If any such plan is going to work it is going to take a big buy-in on the part of all concerned. Not all seem ready to roll up their sleeves.
“It’s not as bad as what they’re trying to make it out to be,” Edward L. McNeil, a local official for the American Federation of State, County and Municipal Employees, said on Sunday. Mr. McNeil had not viewed a copy of Mr. Orr’s report, which was not made public until late Sunday, but he said he had grown accustomed to overly negative assessments of Detroit by the state and its representatives.
“All of this was a cooked deal for them to take control of the city and take the assets,” Mr. McNeil said. “This has been a sham.”
Now to be fair, Mr.
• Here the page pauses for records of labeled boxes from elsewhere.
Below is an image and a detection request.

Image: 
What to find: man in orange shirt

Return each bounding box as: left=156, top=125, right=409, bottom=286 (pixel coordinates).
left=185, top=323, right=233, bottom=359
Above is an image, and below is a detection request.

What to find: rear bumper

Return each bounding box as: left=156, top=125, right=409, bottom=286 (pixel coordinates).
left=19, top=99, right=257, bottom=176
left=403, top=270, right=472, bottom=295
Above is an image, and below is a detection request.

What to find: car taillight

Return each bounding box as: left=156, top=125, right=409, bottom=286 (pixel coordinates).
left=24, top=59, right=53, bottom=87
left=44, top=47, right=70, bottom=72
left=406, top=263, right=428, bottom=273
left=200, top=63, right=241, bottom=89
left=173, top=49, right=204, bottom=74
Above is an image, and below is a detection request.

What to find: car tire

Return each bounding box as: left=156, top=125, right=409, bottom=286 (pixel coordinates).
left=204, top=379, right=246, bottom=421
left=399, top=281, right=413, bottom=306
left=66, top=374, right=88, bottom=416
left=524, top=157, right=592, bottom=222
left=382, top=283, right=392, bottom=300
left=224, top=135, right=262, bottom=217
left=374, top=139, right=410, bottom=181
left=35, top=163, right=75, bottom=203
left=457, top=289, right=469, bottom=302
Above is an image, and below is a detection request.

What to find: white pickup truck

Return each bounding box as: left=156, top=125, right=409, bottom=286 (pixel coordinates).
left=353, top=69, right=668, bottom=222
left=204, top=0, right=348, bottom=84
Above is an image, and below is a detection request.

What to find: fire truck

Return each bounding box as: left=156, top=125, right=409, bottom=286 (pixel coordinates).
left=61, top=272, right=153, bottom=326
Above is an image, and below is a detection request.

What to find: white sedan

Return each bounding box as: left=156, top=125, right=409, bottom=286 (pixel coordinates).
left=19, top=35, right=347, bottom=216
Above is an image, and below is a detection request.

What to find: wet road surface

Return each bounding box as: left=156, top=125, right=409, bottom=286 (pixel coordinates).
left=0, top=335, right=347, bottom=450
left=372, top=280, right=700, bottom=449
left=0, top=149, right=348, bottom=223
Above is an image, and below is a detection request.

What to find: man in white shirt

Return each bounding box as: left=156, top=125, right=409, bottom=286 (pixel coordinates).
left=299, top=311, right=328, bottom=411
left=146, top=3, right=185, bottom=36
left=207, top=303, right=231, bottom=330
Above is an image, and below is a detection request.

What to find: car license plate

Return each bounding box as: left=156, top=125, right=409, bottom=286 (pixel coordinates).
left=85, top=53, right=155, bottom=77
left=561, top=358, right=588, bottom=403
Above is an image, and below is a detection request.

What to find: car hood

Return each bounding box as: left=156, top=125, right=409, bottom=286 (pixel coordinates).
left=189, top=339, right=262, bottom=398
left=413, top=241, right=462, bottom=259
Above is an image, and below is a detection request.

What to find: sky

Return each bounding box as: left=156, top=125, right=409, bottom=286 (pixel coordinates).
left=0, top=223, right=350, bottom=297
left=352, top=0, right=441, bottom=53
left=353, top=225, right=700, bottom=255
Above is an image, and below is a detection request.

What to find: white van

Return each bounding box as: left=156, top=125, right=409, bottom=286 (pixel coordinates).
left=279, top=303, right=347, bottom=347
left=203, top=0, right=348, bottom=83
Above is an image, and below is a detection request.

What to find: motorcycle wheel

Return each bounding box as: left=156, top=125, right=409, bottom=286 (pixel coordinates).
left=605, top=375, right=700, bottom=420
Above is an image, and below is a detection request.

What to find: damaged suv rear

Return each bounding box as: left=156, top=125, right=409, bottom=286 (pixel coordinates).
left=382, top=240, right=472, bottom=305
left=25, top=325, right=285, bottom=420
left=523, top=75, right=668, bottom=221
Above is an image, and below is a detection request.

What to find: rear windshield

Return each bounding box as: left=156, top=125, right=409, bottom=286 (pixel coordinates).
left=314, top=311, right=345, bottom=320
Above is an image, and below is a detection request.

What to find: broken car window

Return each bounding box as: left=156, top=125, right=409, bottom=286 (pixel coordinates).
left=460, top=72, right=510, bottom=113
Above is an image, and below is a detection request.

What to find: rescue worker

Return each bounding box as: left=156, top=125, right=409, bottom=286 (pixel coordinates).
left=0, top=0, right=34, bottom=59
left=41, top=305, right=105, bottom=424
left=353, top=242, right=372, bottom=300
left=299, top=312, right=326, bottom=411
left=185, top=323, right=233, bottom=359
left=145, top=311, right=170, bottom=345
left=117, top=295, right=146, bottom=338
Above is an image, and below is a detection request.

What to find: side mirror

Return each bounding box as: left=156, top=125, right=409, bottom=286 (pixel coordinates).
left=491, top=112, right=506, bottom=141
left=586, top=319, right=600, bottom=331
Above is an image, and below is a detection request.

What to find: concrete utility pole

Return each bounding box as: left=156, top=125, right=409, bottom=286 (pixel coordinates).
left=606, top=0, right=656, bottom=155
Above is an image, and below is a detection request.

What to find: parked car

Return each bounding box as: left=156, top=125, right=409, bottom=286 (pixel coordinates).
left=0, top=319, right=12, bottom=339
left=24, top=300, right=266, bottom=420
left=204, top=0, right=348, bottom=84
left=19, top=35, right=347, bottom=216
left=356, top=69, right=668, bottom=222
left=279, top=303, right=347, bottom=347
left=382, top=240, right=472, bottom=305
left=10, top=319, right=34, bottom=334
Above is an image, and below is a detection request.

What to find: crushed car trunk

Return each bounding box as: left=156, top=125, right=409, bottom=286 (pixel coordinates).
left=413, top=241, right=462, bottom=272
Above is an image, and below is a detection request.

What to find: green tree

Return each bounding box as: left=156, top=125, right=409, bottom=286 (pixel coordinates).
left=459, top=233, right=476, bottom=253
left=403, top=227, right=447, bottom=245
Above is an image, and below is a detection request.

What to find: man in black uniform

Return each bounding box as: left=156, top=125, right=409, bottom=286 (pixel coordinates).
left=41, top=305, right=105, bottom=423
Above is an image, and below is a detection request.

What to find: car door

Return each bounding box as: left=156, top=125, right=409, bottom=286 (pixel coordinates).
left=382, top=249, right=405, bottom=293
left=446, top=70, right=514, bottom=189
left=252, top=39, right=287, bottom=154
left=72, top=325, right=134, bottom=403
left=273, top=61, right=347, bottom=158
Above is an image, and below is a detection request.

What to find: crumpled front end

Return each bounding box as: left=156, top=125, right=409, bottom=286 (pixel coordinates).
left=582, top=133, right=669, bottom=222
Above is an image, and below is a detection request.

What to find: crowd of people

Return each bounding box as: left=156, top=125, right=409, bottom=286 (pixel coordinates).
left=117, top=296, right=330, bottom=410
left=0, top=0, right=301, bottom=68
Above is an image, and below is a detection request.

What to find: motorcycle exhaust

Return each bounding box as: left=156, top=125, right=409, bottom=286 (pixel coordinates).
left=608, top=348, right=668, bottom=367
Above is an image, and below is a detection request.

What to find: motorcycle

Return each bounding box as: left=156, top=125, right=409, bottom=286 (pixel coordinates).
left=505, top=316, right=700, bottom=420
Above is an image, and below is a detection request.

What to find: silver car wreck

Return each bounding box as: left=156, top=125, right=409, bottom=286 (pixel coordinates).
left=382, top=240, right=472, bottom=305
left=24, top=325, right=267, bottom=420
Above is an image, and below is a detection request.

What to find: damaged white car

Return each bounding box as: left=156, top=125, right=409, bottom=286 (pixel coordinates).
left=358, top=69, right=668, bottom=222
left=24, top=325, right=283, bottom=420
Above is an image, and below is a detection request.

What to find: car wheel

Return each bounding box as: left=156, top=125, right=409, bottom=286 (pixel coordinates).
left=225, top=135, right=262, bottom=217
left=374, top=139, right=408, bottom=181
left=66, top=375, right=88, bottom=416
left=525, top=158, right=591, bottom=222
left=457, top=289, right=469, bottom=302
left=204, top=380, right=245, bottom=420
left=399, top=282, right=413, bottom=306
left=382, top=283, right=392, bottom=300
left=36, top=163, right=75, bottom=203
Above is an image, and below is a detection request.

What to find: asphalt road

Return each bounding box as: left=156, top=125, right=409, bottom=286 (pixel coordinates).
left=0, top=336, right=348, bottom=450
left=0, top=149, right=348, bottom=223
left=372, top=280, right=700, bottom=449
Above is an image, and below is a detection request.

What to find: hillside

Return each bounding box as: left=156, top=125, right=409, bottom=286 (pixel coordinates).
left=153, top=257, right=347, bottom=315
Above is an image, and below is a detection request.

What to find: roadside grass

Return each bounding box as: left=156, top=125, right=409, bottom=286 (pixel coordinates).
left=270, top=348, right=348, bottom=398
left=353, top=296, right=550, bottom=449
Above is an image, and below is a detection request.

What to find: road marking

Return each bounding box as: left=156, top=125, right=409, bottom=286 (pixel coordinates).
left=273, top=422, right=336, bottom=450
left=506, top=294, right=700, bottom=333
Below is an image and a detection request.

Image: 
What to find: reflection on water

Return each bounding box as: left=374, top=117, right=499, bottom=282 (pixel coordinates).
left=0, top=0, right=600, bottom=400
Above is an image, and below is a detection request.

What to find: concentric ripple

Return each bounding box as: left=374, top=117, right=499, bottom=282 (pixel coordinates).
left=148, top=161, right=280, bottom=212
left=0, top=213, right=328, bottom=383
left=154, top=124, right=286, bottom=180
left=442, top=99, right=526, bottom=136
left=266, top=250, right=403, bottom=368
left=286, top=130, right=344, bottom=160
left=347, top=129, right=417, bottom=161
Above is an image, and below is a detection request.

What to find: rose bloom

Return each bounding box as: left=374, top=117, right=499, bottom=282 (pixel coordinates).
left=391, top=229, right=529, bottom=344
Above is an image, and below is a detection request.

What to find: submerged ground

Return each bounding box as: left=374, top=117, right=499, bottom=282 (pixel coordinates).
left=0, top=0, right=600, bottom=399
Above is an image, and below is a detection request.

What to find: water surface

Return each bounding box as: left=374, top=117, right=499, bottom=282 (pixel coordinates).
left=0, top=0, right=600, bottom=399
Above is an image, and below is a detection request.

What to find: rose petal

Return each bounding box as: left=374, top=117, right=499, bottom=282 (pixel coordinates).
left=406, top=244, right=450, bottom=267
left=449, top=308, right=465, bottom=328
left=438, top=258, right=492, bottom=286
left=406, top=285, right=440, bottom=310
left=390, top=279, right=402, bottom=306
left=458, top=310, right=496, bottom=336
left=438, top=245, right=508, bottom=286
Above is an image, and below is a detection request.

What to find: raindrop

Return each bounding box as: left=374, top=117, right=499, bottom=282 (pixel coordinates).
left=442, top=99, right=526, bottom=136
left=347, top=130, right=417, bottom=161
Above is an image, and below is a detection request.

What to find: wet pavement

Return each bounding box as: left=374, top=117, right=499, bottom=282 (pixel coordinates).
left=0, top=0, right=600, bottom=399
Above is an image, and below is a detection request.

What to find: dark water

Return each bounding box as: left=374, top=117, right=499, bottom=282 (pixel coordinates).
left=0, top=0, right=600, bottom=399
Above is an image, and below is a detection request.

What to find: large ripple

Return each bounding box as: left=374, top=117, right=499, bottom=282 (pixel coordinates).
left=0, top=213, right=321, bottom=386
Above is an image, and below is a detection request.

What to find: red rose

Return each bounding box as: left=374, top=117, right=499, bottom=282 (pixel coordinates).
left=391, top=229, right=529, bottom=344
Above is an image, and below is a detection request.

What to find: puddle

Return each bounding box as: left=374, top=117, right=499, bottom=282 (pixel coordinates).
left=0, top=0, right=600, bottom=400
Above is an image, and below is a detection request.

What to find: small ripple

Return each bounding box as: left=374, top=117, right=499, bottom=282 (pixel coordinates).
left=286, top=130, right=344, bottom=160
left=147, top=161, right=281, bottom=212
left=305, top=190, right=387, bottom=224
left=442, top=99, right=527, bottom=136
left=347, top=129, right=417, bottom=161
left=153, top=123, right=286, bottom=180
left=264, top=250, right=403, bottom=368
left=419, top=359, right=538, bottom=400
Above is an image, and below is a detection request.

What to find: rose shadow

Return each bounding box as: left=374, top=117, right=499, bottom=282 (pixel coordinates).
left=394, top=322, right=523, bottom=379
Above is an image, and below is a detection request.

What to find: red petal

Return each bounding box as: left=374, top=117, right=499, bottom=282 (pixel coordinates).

McNeil is charged with getting the best deal he can from this mess for his constituency, so there is certainly a bit of negotiation posturing going on here. At the same time, characterizing things as a “cooked deal” meant to disenfranchise the citizens of Detroit wouldn’t seem to represent anywhere near a rational view of reality. One can hope that it’s only theater.
Detroit in one way or another will work through this. Megan McArdle thinks it could be a perfectly nice smaller city. Good luck getting there. Rather than Chapter 9, there will probably be some sort of accommodation that at least affords the city muddle room. And muddle along it will, probably into some sort of eventual oblivion.
If there is a takeaway from all of this it might be how far into crisis government seems to be required to go before hard choices begin to even get laid on the table. Detroit has after all known for years that it was in a death spiral. Allowing a city, state or national government to reach this point inflicts much more pain than ever was necessary. Sorry but here comes that word, a little bit of austerity, a little pain, could have averted all of this. But that’s something that we usually agree should be done when it’s convenient, though as we can learn from Detroit that sweet spot of painless belt tightening just never does seem to arise.